O programa Moon to Mars da NASA enfrenta grandes mudanças

O programa Moon to Mars da NASA enfrenta grandes mudanças

O plano da NASA de retornar à Lua em 2024 pode ser adiado, com uma nova proposta sugerindo que a agência espacial dos EUA reduza sua ênfase em outro pouso lunar e, em vez disso, se concentre em uma missão humana a Marte. Até agora, o chamado Programa Lua para Marte planejava colocar a primeira mulher e o próximo homem na Lua em apenas quatro anos.

Mesmo assim, isso seria uma porta de entrada para explorações tripuladas mais distantes no futuro. A Lua – e um novo centro em órbita conhecido como Gateway lunar – seria um ponto de partida para novos pousos no satélite da Terra e para missões em Marte.

Um novo projeto de lei, introduzido em janeiro de 2020, no entanto, mudaria essa estratégia consideravelmente. O HR 5666 foi apresentado pelo presidente do Comitê de Ciências da Câmara, o deputado democrata de Kendra Horn, em Oklahoma, e se concentra mais em Marte do que na Lua. “O programa Lua para Marte terá o objetivo provisório de enviar uma missão tripulada para a superfície lunar até 2028”, estabelece, “e o objetivo de enviar uma missão tripulada para orbitar Marte até 2033”.

Uma das maiores mudanças previstas no projeto é no Gateway. Não precisaria mais estar em órbita ao redor da Lua e seria conhecido como o Portal de Marte. Embora ainda fosse usado como ponto de preparo para a eventual missão tripulada em Marte, não seria mais necessário atender a aterrissagens lunares.

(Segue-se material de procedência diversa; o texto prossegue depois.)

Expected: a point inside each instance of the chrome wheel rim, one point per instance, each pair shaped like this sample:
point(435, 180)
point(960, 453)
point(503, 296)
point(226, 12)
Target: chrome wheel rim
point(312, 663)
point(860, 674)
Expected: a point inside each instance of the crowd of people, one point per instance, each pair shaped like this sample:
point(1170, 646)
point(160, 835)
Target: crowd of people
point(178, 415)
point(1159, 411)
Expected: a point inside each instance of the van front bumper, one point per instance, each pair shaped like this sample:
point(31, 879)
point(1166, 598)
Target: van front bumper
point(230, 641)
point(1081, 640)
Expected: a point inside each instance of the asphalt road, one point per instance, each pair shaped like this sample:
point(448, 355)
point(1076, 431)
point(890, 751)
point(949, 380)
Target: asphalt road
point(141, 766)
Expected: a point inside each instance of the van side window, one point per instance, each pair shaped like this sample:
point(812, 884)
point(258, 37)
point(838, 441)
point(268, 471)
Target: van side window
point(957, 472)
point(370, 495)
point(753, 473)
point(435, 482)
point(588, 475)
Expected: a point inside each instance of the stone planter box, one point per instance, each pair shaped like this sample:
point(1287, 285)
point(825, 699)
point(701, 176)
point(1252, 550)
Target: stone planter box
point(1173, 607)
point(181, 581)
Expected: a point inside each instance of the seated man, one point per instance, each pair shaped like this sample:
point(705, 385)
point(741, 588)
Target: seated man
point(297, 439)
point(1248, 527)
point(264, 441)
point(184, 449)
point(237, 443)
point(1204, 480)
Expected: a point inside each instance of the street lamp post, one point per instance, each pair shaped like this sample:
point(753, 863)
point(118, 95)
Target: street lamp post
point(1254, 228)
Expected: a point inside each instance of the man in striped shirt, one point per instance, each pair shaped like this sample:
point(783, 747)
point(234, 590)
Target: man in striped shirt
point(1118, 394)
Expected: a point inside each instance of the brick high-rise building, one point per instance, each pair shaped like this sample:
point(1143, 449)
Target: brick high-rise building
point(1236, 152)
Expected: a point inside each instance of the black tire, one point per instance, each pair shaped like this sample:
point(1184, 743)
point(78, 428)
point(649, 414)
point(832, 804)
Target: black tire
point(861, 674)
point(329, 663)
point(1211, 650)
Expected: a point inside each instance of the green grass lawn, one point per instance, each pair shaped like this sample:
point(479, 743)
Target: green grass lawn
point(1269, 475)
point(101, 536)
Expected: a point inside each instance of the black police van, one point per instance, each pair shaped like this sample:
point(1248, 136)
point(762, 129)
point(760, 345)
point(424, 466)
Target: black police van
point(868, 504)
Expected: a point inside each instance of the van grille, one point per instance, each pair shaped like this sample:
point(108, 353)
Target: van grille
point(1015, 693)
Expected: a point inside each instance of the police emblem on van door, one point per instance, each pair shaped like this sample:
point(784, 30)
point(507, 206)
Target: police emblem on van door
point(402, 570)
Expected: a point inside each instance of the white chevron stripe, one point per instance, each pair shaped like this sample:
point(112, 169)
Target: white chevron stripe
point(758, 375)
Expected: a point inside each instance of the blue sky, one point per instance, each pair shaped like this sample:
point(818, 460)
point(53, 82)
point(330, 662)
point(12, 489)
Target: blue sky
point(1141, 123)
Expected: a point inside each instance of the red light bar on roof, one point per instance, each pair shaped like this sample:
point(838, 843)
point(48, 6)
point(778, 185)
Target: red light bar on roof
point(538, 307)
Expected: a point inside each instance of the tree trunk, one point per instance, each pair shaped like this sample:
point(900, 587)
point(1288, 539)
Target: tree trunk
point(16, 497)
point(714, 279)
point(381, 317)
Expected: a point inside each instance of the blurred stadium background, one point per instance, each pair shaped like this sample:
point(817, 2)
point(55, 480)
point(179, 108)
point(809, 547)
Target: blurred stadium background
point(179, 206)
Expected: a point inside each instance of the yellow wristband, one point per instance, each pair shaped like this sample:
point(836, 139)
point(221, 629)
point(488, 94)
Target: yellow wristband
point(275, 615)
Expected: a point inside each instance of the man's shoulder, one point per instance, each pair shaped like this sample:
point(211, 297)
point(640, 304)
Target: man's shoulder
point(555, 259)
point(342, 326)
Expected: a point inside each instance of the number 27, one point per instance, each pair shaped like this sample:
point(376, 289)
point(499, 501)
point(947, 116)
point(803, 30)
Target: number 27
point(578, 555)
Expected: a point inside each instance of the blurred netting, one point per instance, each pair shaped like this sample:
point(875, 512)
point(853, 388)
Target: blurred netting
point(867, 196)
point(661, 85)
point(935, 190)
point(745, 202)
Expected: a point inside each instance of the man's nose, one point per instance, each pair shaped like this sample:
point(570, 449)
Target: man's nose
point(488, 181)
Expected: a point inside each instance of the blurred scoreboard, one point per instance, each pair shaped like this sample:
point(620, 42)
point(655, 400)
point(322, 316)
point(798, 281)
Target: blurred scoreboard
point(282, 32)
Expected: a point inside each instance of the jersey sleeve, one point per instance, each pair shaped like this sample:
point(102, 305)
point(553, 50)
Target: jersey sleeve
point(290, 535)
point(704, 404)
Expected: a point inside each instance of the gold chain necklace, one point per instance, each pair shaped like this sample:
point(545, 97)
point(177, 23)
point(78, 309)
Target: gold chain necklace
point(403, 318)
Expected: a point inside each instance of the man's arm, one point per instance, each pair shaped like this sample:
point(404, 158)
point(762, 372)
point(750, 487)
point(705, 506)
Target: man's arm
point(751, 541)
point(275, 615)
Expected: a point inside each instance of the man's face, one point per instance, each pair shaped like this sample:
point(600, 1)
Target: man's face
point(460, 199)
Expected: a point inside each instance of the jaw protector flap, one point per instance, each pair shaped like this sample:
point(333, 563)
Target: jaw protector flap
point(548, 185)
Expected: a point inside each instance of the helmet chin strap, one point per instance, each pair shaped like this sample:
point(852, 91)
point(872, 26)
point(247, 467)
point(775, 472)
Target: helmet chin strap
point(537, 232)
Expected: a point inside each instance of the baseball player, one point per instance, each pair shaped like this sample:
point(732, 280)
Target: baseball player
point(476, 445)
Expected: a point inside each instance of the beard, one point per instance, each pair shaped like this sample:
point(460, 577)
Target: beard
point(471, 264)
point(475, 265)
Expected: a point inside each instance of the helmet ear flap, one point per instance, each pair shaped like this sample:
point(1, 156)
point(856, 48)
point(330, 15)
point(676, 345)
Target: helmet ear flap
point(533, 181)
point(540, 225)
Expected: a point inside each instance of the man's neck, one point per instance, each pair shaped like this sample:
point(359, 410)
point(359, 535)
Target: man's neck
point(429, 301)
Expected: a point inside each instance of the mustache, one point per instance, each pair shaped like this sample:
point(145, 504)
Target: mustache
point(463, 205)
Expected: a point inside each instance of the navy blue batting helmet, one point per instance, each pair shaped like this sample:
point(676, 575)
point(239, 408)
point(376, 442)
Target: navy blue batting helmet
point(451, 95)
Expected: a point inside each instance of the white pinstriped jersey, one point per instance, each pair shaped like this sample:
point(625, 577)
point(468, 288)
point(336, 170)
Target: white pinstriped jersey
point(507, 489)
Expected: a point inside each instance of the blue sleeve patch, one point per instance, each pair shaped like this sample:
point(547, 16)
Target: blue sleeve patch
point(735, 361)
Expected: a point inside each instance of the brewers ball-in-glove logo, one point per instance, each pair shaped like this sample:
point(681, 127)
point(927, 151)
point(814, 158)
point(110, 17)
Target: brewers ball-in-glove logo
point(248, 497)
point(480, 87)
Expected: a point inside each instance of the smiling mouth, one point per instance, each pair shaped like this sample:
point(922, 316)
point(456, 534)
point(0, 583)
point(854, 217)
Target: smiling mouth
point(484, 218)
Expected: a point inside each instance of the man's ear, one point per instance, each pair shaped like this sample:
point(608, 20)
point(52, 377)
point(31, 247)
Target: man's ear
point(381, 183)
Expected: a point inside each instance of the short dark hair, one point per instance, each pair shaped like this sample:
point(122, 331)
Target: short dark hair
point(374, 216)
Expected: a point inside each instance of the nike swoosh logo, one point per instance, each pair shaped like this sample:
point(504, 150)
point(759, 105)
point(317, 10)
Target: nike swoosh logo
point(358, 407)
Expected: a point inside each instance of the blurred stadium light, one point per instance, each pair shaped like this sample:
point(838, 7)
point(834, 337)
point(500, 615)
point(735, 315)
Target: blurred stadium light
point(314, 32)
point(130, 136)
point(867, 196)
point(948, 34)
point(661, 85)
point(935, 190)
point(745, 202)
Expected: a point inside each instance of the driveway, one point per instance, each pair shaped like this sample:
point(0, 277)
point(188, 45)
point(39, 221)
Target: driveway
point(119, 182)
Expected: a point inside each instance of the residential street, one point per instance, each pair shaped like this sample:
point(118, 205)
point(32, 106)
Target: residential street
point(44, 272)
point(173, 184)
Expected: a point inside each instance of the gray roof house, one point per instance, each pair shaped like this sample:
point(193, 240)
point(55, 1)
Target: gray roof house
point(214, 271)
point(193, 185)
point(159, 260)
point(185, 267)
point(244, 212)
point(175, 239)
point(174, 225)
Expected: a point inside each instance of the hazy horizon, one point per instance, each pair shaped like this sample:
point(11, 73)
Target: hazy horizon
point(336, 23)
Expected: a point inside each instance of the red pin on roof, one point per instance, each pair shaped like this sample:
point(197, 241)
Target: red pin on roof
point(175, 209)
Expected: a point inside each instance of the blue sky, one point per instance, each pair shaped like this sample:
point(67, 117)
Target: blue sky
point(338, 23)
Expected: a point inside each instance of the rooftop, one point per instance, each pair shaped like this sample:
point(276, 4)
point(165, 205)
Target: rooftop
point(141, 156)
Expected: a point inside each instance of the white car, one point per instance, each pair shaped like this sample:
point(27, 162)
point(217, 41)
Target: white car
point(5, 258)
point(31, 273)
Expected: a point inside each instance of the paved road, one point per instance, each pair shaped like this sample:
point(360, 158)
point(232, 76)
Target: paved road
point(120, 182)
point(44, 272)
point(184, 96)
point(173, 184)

Isso configura a segunda grande mudança na proposta de lei. Em vez do modelo atual, em que a Nasa obteria acesso a um Sistema de Aterragem Humano (SLS) – também conhecido como lander lunar – de fornecedores comerciais, o HR 5666 exige que a agência espacial tenha “propriedade total” desse veículo. A NASA já havia apresentado o programa HLS a propostas, com empresas como a Boeing projetando sua própria opinião.

Como a SpaceNews aponta, mesmo a abordagem que o operador de aterrissagem deve adotar para levar a tripulação para a Lua é diferente da estratégia existente. O módulo lunar humano deve ser “transportado em um Sistema de Lançamento Espacial com Exploração no Estágio Superior”, sugere o projeto. A NASA e outros haviam considerado outra estratégia, na qual lançamentos comerciais entregariam componentes de aterrissagem ao Gateway para construção final.

O objetivo do projeto é garantir que os EUA sejam os primeiros a Marte com uma tripulação humana, e seus apoiadores não tentam esconder isso. “Os americanos devem ser os primeiros a pisar no Planeta Vermelho, e o HR 5666 nos aproxima desse objetivo, dirigindo um curso de ação estável e sustentável”, disse o deputado Horn sobre a proposta, que tem apoiantes democratas e republicanos.

Como resultado, a NASA precisaria fornecer “uma lista do conjunto mínimo de atividades da superfície lunar humana e robótica que devem ser concluídas para permitir uma missão humana a Marte, incluindo aquelas a serem testadas no Gateway a Marte, juntamente com um plano por completar essas tarefas dentro de cinco anos após o primeiro pouso lunar humano ”, exige o projeto de lei. Uma base lunar tripulada deixaria de estar sob a missão de Moon to Mars – e, portanto, exigiria financiamento separado – e os planos anteriores para investigar como coisas como gelo lunar poderiam ser extraídos e potencialmente ajudar em uma missão em Marte também são considerados fora da missão principal.

Ainda é cedo para o HR 5666, lembre-se. Primeiro, o subcomitê espacial da Câmara precisa marcar a conta, que está programada para 29 de janeiro. Depois, passa para o comitê completo, antes de seguir para a própria Câmara. Mesmo assim, há o projeto de lei do Senado preexistente sobre as operações da NASA a partir do final de 2019 a considerar.